Dancing with Words
Contributor

I find myself often dancing with words in the liminal space between borders. As a performance poet, I memorize my poems, dress up and act them out theatrically. I have performed bilingual poems to a mostly English speaking audience, performed poetry in galleries and community centers, created events with artists, musicians, and healers as well as poets. And my favorite project: an art installation developed from writing workshops for youth in crisis, some of them homeless, some of them with broken homes where they have been abused, some of them with chemical dependencies and probation officers, some of them teen parents. The teens built the structure to house the CD recording of their writings and other teens made collages out of the photos they took of places where they feel they belong or feel safe.
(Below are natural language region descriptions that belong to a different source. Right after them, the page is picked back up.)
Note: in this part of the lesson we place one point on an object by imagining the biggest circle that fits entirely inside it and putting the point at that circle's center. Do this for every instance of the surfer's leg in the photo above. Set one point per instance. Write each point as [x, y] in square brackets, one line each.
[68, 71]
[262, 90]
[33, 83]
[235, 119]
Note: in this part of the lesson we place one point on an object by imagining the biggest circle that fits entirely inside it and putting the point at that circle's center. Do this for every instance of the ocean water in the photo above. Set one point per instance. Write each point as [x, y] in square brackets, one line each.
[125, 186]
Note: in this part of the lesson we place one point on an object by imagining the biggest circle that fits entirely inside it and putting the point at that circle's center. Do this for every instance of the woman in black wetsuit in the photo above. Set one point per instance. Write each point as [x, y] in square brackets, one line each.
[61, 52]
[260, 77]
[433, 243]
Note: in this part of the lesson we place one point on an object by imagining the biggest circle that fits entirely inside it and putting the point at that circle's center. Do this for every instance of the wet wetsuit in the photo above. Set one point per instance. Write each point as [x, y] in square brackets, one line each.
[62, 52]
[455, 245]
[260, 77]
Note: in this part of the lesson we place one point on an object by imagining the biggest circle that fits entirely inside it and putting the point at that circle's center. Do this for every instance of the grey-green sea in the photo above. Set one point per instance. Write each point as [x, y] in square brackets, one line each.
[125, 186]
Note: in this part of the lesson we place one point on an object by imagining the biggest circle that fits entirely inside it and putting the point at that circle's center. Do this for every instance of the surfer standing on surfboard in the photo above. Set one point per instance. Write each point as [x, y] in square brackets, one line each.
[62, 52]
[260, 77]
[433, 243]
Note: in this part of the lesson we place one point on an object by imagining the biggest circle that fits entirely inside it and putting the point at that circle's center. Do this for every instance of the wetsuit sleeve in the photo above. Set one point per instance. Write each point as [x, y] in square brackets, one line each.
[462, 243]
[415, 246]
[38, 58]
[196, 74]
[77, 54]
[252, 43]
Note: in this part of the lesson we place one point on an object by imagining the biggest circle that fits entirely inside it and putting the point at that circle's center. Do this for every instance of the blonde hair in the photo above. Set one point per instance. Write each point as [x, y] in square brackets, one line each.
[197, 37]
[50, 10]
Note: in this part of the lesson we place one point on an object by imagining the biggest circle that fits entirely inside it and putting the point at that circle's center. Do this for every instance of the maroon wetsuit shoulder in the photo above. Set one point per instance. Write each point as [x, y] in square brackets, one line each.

The structure, based on the concept of the Jewish sukkah, was covered in tie dyed cloth art students had made. In the Shelter of Words was installed at the school, at an art gallery, at an event for awareness of youth and homelessness, and at Mid-town Global Market, a multi-cultural market place. A space where the public could intersect with their daily world.

 

I have danced in the space between worlds when my dear ones have passed to the other side, the space where words can only be translations of profound grief, awkward at times, soaring with beauty at others, where words connected me to the hearts of my audience, where words catch a glimpse of what is inexpressible.

 

And now I dance in the space between sending back the galleys and having the book in my hands. Dar la luz, the Latinos say, to give or bring to light. Birth is a bringing to Light. My previous book Ceremonies of the Spirit was a very personal collection of love poems that traveled a spiral from infatuation to consecration. This chapbook transparencies of light is a mosaic of women's voices, from Native American, from the Middle East, mothers who have lost children, single mothers, wise women struggling with hormones and the desire to be young and sexy again. These poems poured forth from my experiences of living in New Mexico and Israel and wanting to be a conduit, a voice for women who may not have one.

 

I loved performing poems from Ceremonies. It was a blast to dress up in lace and perform "I don't want to be your Angel any more...I want to be a tease, a flirt, a run for your money." Or the poem flavored by Runi: "Oh my friends, I am mad with love and no one sees how sweetly I am harnessed to this yoke." Or to drape a veil over my face as I finished with: "To stand in the place where I am both mirror and veil."

 

But to dance with the sorrow of women in the midst of war and revolt, to be the teen choosing a week-end in New York City instead of a prom, to be in your face as a hooker determined to hold onto her belief that her pimp loves her, to be a single mom on her knees with fear for her son, how will I become these women on stage? To be authentic to their voices, their destinies, their joys?

 

I love a challenge. Birthing my book is another type of revelation. Not of my self but our selves. Our feminine selves, full of love and fear, rage and celebration, humility and strength, and the stories we tell about our lives that connect us to each other and to the world. I will listen as their voices come through me on stage just as I listened for their stories to come through me onto the page.